Fortunately, current large language models mostly behave the way we want1 and their failures aren’t disastrous. But as AIs get more powerful, misalignment becomes a bigger deal. If we’re using AIs to operate military drones, run companies, trade stocks and bonds, maintain critical software in hospitals or power plants, or do novel scientific research, misalignment is a very very big problem. I don’t think it’s unreasonable to worry that thousands or millions of people might die, or even that humanity might go extinct.
In conclusion:
Teaching AIs to have the goals we want is really hard. A lot of the ways AIs seem incompetent come from AIs being taught subtly wrong goals.
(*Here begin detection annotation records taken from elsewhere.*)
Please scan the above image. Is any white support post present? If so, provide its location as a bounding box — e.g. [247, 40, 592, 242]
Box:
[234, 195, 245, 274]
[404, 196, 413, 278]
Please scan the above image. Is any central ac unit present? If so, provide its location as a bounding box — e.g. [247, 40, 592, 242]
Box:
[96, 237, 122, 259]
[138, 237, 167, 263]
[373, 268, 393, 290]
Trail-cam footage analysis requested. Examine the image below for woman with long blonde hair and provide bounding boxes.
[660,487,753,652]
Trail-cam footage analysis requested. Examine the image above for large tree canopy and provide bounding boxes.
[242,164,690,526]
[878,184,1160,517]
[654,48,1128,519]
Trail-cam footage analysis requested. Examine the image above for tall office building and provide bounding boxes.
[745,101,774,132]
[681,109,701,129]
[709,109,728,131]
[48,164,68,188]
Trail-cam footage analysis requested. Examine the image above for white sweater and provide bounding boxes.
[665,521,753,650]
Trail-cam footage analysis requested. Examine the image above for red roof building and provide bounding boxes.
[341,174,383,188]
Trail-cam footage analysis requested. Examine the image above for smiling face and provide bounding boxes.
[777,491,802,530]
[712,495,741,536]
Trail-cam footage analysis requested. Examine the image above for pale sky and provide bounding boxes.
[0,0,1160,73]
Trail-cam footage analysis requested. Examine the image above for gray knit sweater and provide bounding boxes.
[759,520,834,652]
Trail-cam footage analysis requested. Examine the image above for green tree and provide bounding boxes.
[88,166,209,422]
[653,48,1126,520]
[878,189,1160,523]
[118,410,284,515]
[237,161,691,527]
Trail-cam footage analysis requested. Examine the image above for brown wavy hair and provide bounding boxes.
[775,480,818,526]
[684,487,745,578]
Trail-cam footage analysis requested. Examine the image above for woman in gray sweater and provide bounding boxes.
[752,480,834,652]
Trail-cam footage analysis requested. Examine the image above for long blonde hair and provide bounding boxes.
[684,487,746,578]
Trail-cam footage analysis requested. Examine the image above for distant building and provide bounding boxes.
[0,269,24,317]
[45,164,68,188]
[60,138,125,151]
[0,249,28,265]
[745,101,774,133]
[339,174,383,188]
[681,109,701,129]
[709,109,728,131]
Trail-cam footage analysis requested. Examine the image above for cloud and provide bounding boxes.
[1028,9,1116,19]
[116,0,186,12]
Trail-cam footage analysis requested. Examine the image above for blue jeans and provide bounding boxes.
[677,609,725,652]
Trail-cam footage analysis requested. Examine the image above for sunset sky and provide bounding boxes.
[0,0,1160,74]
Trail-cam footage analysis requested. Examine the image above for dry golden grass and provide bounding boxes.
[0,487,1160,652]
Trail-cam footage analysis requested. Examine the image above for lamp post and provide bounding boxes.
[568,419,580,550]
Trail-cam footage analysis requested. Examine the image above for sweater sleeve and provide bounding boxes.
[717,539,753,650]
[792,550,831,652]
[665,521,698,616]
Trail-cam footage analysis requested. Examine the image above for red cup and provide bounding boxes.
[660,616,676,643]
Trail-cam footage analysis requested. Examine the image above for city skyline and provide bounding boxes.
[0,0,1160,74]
Competent AIs aren’t better at pursuing your goals; they’re better at pursuing their goals, which might not be yours, because giving AIs the goals we want is really hard.
Competent AIs can and will try to preserve their current goals. In the future, we might not be able to correct AIs’ goals if we notice that we’ve accidentally given them bad goals.
To get AIs to fake alignment, we had to pretend to want to train them to do bad things, like (I’m not joking) assist with factory farming.

So what exactly do you even mean by misalignment? Why isn't any deviation from the ideal behavior we would want a system to have: whether machine learning or old school buggy code, an alignment issue? What made alignment a concept worth studying was the idea that it represented a new kind of risk. It wasn't just the normal way in which software is hard, it represented a new kind of failure where the machine would behave as actively hostile.
I don't think most of these examples fall into that category. But whether or not you would agree it seems like the concept isn't clearly defined enough to make such distinctions without being more explicit about what it means.
"To get AIs to fake alignment, we had to pretend to want to train them to do bad things, like (I’m not joking) assist with factory farming."
...Wow. That's a point I'd read a whole post about.